Deploy a Kubernetes cluster with Kubernetes in Docker (Kind)

The kind logo is licensed under CC BY 4.0

In a previous post, I showed how to build your own Kubernetes clusters using K3s. Since then, I’ve found an even easier cluster deployment tool that runs entirely within Docker. That’s right – if you have a computer with Docker installed, you can run a full multi-node Kubernetes cluster with no additional setup. This post shows you how to do it, and provides an all-in-one script for spinning up a full cluster with a demo website in one command.

Kubernetes in Docker?

The cluster management tool I’m using is Kubernetes in Docker (“kind” for short). In a nutshell, kind works by using Docker containers to host Kubernetes “nodes”. It handles all of the setup and networking behind the scenes, and even exposes the Kubernetes API so that you can manage the cluster using kubectl. You can do almost anything with this cluster that you can do with a real cluster, but without having to manually provision your own nodes.

As a note, I recommend using kind only for testing and not as a production cluster. It doesn’t have true redundancy, high availability, or scalability, but it’s great for testing a deployment or learning Kubernetes.

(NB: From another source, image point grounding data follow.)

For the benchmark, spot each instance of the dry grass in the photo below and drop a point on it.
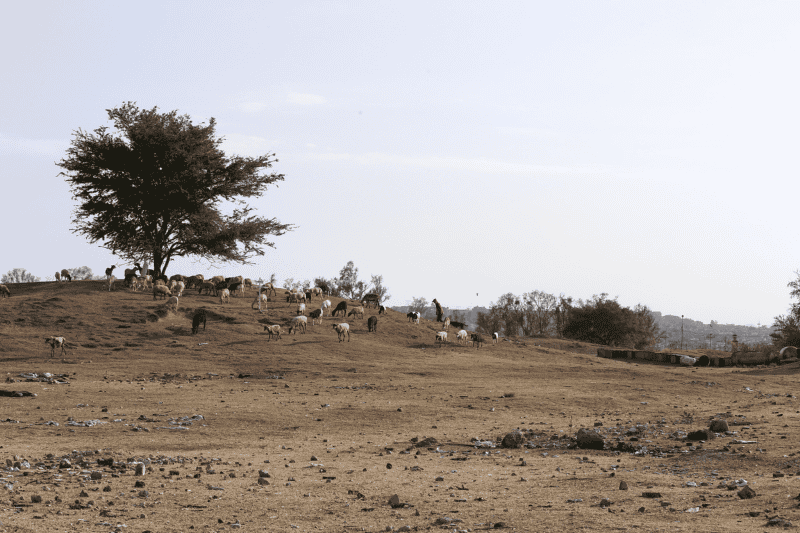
(354, 407)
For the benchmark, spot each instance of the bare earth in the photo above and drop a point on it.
(340, 428)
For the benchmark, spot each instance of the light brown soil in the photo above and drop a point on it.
(331, 423)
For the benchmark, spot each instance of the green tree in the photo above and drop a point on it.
(19, 275)
(159, 186)
(787, 327)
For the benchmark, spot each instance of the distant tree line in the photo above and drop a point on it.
(600, 320)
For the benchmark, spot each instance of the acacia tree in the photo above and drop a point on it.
(154, 187)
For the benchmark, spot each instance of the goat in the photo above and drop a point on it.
(439, 311)
(341, 307)
(260, 299)
(225, 296)
(298, 322)
(477, 340)
(199, 317)
(341, 330)
(161, 290)
(373, 299)
(172, 303)
(273, 330)
(56, 342)
(358, 311)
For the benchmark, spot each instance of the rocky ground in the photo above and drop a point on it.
(144, 427)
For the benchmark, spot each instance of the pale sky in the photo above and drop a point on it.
(462, 150)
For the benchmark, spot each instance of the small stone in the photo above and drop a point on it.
(513, 440)
(589, 439)
(746, 493)
(718, 426)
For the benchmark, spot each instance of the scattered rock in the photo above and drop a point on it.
(589, 439)
(718, 426)
(513, 440)
(701, 434)
(746, 493)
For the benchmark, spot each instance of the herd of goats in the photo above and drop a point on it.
(219, 286)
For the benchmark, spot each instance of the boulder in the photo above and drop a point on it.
(589, 439)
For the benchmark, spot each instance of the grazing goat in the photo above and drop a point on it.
(358, 311)
(160, 290)
(373, 299)
(56, 342)
(207, 286)
(341, 330)
(172, 303)
(341, 307)
(198, 318)
(260, 299)
(439, 311)
(273, 330)
(298, 322)
(225, 296)
(477, 340)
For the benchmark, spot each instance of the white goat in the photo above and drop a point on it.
(298, 322)
(224, 296)
(56, 342)
(341, 330)
(260, 299)
(273, 330)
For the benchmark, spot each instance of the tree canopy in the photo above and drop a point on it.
(155, 187)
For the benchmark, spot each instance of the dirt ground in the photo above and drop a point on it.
(236, 432)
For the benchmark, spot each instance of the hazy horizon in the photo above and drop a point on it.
(461, 150)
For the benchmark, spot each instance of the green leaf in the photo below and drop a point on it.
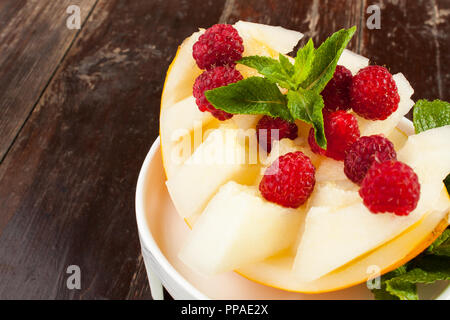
(287, 66)
(270, 68)
(402, 282)
(253, 95)
(307, 106)
(447, 183)
(432, 114)
(383, 293)
(325, 60)
(428, 115)
(303, 62)
(441, 246)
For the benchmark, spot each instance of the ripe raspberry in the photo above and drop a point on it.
(364, 152)
(373, 93)
(220, 45)
(341, 131)
(390, 186)
(336, 94)
(289, 181)
(265, 126)
(211, 79)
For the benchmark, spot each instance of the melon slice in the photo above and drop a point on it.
(259, 37)
(333, 238)
(239, 227)
(369, 127)
(179, 123)
(181, 73)
(277, 271)
(332, 195)
(219, 159)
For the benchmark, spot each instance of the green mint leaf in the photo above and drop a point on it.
(428, 115)
(447, 183)
(441, 246)
(307, 106)
(402, 282)
(303, 62)
(270, 68)
(425, 269)
(325, 60)
(253, 95)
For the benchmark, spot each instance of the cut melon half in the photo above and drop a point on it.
(178, 111)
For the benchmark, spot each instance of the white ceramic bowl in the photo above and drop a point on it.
(161, 233)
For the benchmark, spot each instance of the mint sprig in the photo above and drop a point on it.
(434, 263)
(304, 80)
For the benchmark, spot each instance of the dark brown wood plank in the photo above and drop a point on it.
(33, 40)
(413, 39)
(67, 185)
(315, 18)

Getting started is easy: All you need is Docker, kubectl, and the kind CLI. Create a config.yaml file with your desired cluster configuration (or let kind use its default settings), then use the following command to create the cluster:

kind create cluster --name KIND_CLUSTER_NAME --config config.yaml

Once kind creates your cluster, it will auto-generate a configuration file for kubectl. You can verify that your cluster was created by running kubectl cluster-info or kubectl get nodes.

Deploy a complete demo environment

I frequently use Kubernetes to practice Chaos Engineering, so to make my life easier, I wrote a script to create a kind cluster, deploy my chaos engineering tool, and deploy a demo application called Online Boutique that I run my experiments on. You can download the script from GitHub, or by running:

git clone https://github.com/8bitbuddhist/kind-gremlin-demo.git

By default, this script creates a three-node kind cluster, deploys the Chaos Engineering tool (Gremlin), then deploys the demo application to port 80 on the host. If you have a Gremlin account, you can provide the path to your authentication certificates and team ID in the .env file and it will be deployed alongside the Gremlin daemon.

Alternatively, you can choose whether to deploy Gremlin or the demo app. To deploy the cluster and demo app without Gremlin, use run.sh --no-gremlin cluster-name. If you just want an empty cluster, use run.sh --no-gremlin --no-app cluster-name. Wait for the script to finish running, and that’s it!

Note that this script will expose the Kubernetes API on port 6443 of the host it’s running on. You can change this if you don’t want to make the cluster accessible outside of the host. I really don’t recommend running any secure or production workloads on this.